Article publié le 23 avril dans Les Echos Solutions : https://solutions.lesechos.fr/financement-compta-assurance/gestion-comptes/les-illusions-des-valorisations-dcf-en-phase-d-amorcage/

La valorisation d’une startup en phase d’amorçage ou d’un projet innovant est à la confluence de l’art et de la science. Pour autant, certains entrepreneurs raisonnent avec des arguments oniriques qui risquent de les discréditer ou de les piéger si leur projet dérape sur le plan technique, commercial… et financier.
L’empilement d’hypothèses d’investissements, de coûts, de revenus et de divers types de financements très aléatoires débouche sur des tableaux prévisionnels souvent fantaisistes qui nourrissent des discussions d’autant plus lunaires que beaucoup d’interlocuteurs n’ont eux-mêmes qu’une maîtrise très relative des tableaux de flux prévisionnels. On voit encore trop de personnes raisonner sur la base des comptes de résultats prévisionnels, sans prise en compte des investissements et du besoin en fonds de roulement.

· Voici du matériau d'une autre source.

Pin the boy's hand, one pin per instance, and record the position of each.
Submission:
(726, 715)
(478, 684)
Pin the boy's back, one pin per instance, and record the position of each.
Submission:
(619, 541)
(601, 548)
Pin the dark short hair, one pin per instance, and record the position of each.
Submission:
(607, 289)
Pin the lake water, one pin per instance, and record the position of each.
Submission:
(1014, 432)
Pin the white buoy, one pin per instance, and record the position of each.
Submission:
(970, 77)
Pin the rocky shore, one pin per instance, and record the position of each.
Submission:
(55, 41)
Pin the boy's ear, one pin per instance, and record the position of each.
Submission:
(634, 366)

Cette approche par les flux est nécessaire pour anticiper vos besoins de financement. Pour autant, en phase d’amorçage, l’estimation fine des flux financiers sur une longue période est une gageure. Valoriser un projet innovant sur la base de ses flux de trésorerie futurs est donc particulièrement périlleux.
Or c’est précisément ce qu’ambitionnent les méthodes de valorisation basées sur des flux de trésorerie actualisés. Si la base théorique de ces raisonnements est robuste, les résultats générés par cette méthode « DCF » des cash flows actualisés (DCF signifiant Discounted Cash Flows) sont éminemment fluctuants et peuvent faire varier vos évaluations dans des proportions considérables pour plusieurs raisons.

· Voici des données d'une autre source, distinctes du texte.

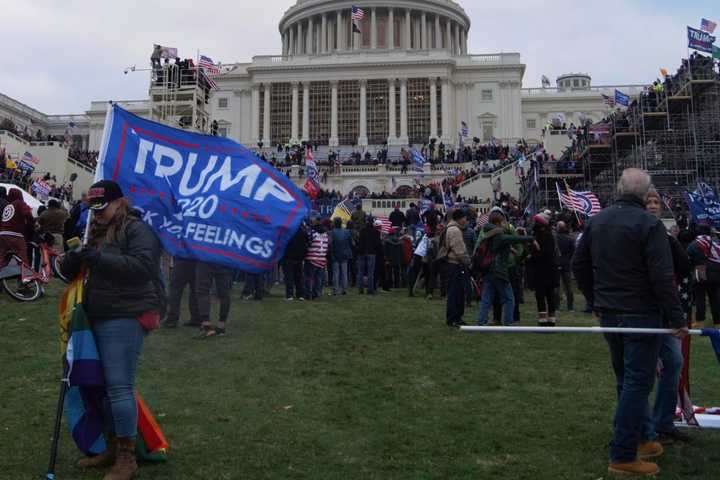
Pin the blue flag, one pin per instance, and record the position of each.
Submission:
(621, 98)
(704, 205)
(699, 40)
(418, 160)
(207, 198)
(714, 335)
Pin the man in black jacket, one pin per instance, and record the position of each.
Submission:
(566, 245)
(369, 245)
(292, 264)
(624, 257)
(397, 218)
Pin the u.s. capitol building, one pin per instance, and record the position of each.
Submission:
(406, 78)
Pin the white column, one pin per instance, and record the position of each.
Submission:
(391, 29)
(300, 48)
(334, 141)
(448, 35)
(310, 49)
(255, 113)
(445, 101)
(408, 34)
(339, 31)
(295, 104)
(433, 107)
(363, 141)
(457, 39)
(392, 134)
(438, 32)
(323, 35)
(403, 111)
(266, 115)
(306, 111)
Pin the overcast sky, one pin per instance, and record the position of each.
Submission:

Des prévisions tributaires de vos hypothèses de croissance
Les jeunes entreprises innovantes ont un historique financier réduit. Anticiper vos flux d’exploitation et d’investissement à 5 voire 10 ans sera d’autant plus une gageure qu’une faible variation de vos taux de croissance et/ou de marge créera d’énormes écarts de valorisation. Il en est de même pour le choix du taux de croissance « à l’infini » qui déterminera la valeur terminale, qui s’ajoute aux flux de trésorerie actualisés sur les 5 voire les 10 premières années.

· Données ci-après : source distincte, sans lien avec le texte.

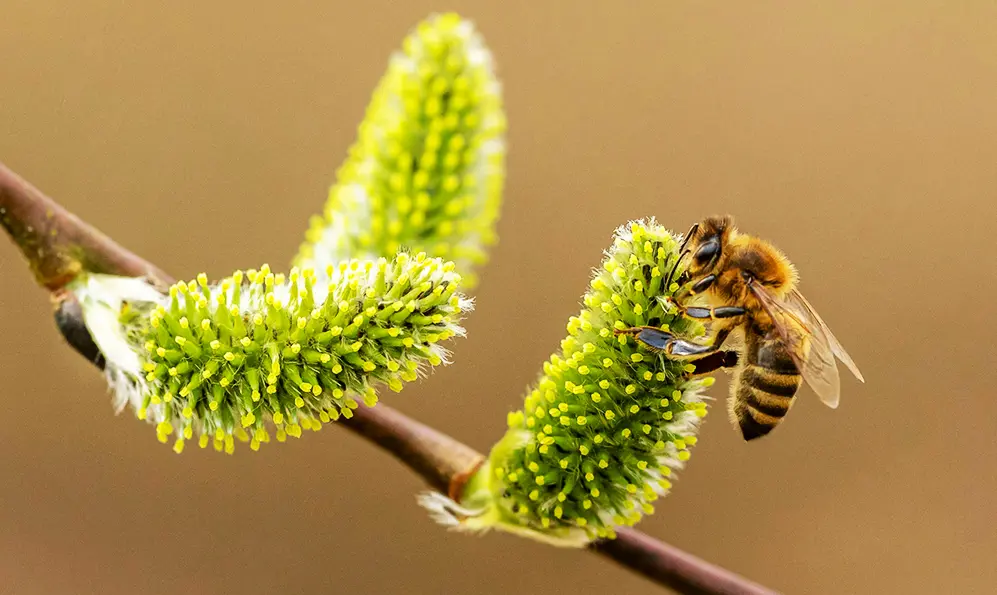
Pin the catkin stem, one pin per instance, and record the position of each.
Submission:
(32, 219)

Un taux d’actualisation largement arbitraire
Pour une startup par nature risquée, le taux d’actualisation utilisé par des investisseurs sera élevé, souvent supérieur à 30%, ce qui réduit fortement la valeur actualisée des flux futurs. Côté entrepreneur, on aura en revanche naturellement tendance à minorer ce fameux taux d’actualisation qui correspond au coût moyen pondéré du capital. S’accorder sur un taux réaliste devient alors un exercice très subjectif et sujet à des débats parfois irréconciliables.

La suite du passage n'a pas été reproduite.